By IANS,
New Delhi : With double digit industrial output figures, India’s central bank may raise rates in the first half of next year and cash reserve ratios at the end of this month, says the research arm of global rating agency Moody’s.
“With industrial output set to expand at a solid pace, the case for tighter monetary policy appears stronger than it did earlier this year,” said Nikhilesh Bhattacharyya, associate economist at Moody’s Economy.com.
Moody’s noted that the Reserve Bank of India (RBI), began to increase credit availability through a series of policy rate cuts, reductions in banks’ cash reserve ratios and increased purchases of government debt from late 2008.

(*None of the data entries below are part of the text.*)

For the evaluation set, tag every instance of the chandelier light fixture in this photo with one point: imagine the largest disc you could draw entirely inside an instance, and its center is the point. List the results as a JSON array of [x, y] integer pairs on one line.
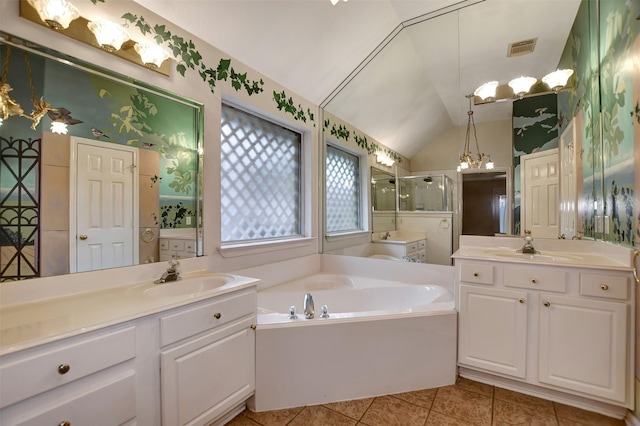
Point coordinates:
[[467, 159], [110, 36], [57, 14]]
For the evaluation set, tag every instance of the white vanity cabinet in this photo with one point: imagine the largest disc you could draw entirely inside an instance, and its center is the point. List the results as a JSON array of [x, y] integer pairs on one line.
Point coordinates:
[[207, 358], [83, 380], [567, 329]]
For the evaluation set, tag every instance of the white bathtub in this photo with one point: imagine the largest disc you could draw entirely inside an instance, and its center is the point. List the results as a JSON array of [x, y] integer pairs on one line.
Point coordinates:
[[381, 337]]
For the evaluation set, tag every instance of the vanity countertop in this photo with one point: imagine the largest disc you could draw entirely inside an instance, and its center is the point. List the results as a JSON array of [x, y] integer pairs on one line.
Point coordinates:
[[24, 325], [579, 254]]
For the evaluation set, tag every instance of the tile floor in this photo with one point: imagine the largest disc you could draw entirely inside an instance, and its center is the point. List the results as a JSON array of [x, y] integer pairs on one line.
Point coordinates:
[[465, 403]]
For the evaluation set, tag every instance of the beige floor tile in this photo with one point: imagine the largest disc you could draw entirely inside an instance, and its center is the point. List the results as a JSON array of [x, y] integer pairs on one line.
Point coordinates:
[[568, 415], [472, 386], [464, 405], [526, 400], [423, 398], [389, 411], [507, 413], [241, 420], [274, 418], [318, 415], [354, 409], [437, 419]]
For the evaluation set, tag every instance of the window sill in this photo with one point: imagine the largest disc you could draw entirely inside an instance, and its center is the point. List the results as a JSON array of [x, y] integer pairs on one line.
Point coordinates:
[[236, 250], [347, 236]]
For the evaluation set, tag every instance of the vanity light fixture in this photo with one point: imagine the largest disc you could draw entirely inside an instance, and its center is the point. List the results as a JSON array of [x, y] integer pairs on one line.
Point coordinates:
[[487, 92], [57, 14], [522, 85], [110, 36], [152, 54], [557, 79], [467, 159]]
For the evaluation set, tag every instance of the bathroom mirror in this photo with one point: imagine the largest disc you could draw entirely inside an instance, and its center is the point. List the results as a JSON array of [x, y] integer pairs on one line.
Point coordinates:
[[383, 200], [59, 206], [440, 48]]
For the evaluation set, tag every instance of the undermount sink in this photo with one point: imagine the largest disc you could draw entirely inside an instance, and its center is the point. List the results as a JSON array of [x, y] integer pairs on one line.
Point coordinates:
[[188, 286], [534, 257]]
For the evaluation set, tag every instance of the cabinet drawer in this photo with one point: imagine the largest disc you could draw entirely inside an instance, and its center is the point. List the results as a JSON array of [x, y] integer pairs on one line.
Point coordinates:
[[611, 287], [187, 322], [535, 278], [111, 403], [474, 273], [31, 375]]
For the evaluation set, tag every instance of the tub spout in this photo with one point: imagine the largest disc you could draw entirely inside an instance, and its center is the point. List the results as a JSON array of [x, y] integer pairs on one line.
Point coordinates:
[[308, 306]]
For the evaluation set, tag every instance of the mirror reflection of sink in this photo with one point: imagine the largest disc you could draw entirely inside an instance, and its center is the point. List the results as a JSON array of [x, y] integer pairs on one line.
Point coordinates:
[[188, 286], [535, 257]]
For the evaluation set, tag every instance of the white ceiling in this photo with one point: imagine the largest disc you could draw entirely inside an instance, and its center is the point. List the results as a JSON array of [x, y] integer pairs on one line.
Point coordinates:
[[407, 64]]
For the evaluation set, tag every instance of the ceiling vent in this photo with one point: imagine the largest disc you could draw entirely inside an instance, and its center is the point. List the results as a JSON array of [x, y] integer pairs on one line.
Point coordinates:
[[522, 47]]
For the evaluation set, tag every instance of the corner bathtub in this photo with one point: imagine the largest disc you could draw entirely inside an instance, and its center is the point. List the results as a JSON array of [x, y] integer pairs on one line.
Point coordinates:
[[381, 337]]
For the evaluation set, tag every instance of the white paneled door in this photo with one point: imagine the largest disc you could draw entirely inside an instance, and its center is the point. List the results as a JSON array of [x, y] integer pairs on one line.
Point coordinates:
[[105, 206], [541, 193]]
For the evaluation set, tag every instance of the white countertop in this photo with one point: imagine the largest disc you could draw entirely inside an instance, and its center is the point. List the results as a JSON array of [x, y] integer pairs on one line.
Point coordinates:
[[579, 254], [29, 324]]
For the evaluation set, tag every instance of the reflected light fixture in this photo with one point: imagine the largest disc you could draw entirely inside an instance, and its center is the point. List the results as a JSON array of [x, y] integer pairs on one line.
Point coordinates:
[[152, 54], [57, 14], [522, 85], [109, 35], [487, 92], [558, 79], [467, 159]]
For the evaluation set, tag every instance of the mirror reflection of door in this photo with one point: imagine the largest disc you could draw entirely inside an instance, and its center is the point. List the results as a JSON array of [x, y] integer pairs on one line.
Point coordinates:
[[484, 203], [104, 188], [541, 193]]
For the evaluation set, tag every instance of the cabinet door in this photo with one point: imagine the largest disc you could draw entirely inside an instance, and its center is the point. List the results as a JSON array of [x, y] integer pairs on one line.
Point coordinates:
[[493, 330], [207, 376], [583, 345]]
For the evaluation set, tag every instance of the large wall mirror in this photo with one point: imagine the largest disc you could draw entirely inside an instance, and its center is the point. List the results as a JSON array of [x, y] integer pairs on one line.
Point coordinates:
[[437, 58], [118, 185]]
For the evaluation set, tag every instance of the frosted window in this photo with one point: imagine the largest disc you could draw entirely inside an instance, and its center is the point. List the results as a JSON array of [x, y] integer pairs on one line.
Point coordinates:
[[260, 178], [343, 191]]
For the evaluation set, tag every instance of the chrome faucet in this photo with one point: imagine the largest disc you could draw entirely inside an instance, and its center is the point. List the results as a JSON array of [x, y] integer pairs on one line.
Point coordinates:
[[309, 311], [171, 274], [528, 244]]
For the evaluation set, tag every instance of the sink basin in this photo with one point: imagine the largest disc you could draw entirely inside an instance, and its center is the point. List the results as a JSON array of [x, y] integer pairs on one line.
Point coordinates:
[[534, 257], [191, 286]]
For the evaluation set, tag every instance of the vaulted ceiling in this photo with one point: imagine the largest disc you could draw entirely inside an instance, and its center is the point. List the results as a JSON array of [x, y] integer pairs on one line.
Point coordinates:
[[396, 69]]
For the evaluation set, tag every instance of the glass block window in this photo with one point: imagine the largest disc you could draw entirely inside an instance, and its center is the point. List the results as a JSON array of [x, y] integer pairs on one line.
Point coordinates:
[[260, 179], [343, 191]]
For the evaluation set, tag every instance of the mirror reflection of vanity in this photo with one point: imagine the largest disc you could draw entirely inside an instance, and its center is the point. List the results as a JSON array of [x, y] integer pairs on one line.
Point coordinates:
[[120, 188]]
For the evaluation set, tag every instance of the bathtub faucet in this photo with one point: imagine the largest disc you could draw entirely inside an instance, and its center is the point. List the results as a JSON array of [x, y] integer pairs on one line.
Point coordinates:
[[308, 306]]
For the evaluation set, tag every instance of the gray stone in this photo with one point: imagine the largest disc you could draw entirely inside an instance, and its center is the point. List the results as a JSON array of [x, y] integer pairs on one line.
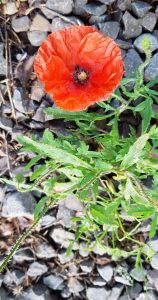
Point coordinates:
[[149, 21], [110, 29], [132, 26], [153, 40], [93, 293], [131, 63], [106, 272], [36, 37], [87, 265], [54, 282], [152, 69], [23, 254], [40, 23], [138, 274], [36, 269], [18, 205], [63, 7], [63, 237], [45, 251], [2, 60], [64, 258], [95, 8], [140, 8], [21, 24], [124, 4]]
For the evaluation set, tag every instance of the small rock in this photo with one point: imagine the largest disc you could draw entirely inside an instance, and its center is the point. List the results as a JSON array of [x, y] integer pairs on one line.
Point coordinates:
[[54, 282], [138, 274], [140, 8], [95, 8], [36, 37], [132, 26], [45, 251], [2, 60], [110, 29], [75, 286], [106, 272], [153, 40], [10, 8], [63, 7], [131, 63], [36, 269], [18, 205], [64, 258], [93, 293], [21, 24], [87, 265], [63, 237], [40, 23], [23, 254], [149, 22], [152, 69]]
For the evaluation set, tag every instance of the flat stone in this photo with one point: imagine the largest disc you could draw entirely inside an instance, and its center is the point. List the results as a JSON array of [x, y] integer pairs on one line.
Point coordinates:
[[152, 69], [95, 8], [36, 269], [63, 7], [140, 8], [153, 40], [106, 272], [149, 21], [132, 26], [36, 37], [10, 8], [21, 24], [93, 293], [131, 63], [54, 282], [40, 23], [18, 205], [138, 274], [110, 29], [2, 60]]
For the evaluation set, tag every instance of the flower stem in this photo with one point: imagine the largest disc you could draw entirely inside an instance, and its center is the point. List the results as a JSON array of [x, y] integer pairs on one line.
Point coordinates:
[[23, 237]]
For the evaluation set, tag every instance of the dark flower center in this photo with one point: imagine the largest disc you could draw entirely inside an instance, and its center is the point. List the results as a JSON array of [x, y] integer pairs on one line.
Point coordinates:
[[80, 75]]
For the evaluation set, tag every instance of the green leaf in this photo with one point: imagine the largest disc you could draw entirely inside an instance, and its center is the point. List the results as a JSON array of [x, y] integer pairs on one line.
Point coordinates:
[[134, 152], [39, 206]]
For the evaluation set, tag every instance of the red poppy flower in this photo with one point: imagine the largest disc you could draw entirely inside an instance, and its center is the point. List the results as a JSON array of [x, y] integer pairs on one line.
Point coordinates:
[[79, 66]]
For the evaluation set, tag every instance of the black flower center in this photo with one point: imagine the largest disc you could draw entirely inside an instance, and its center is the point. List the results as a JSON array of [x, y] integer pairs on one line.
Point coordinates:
[[80, 75]]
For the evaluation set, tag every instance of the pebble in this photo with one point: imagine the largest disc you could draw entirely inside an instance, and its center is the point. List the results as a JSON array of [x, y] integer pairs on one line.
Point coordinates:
[[54, 282], [36, 37], [131, 63], [95, 8], [140, 8], [18, 205], [153, 40], [93, 293], [36, 269], [149, 21], [2, 60], [40, 23], [10, 8], [63, 237], [106, 272], [138, 274], [152, 69], [63, 7], [110, 29], [45, 251], [20, 24], [132, 26]]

“This helped to stimulate credit growth and credit availability, and supported the recovery, which is now taking place,” Bhattacharyya said.
But with consumer and business confidence restored and the output gap rapidly narrowing, the need for a highly expansionary monetary policy is fading, and concerns over inflation are rising.
“This should necessitate the Reserve Bank to begin raising rates in the first half of next year, while possibly raising banks’ cash reserve ratios at its Oct 27 meeting,” he said.
After hitting a record low of minus 0.8 percent year-on-year in March, industrial output surged in June and has expanded modestly since, booking a 23-month high of 10.4 percent in August.
“Domestic demand has been the main driver of the industrial turnaround, with surveys of purchasing managers and trade data showing external demand remains weak,” Moody’s Economy.com said.
Noting that industrial production growth looked set to accelerate in coming months, Bhattacharyya said: “Government stimulus measures are still filtering through to the real economy, and recovering consumer and business sentiment will also boost demand.”
External demand is also likely to begin to recover, he said, with consumer spending major advanced economies forecast to gradually expand over coming quarters.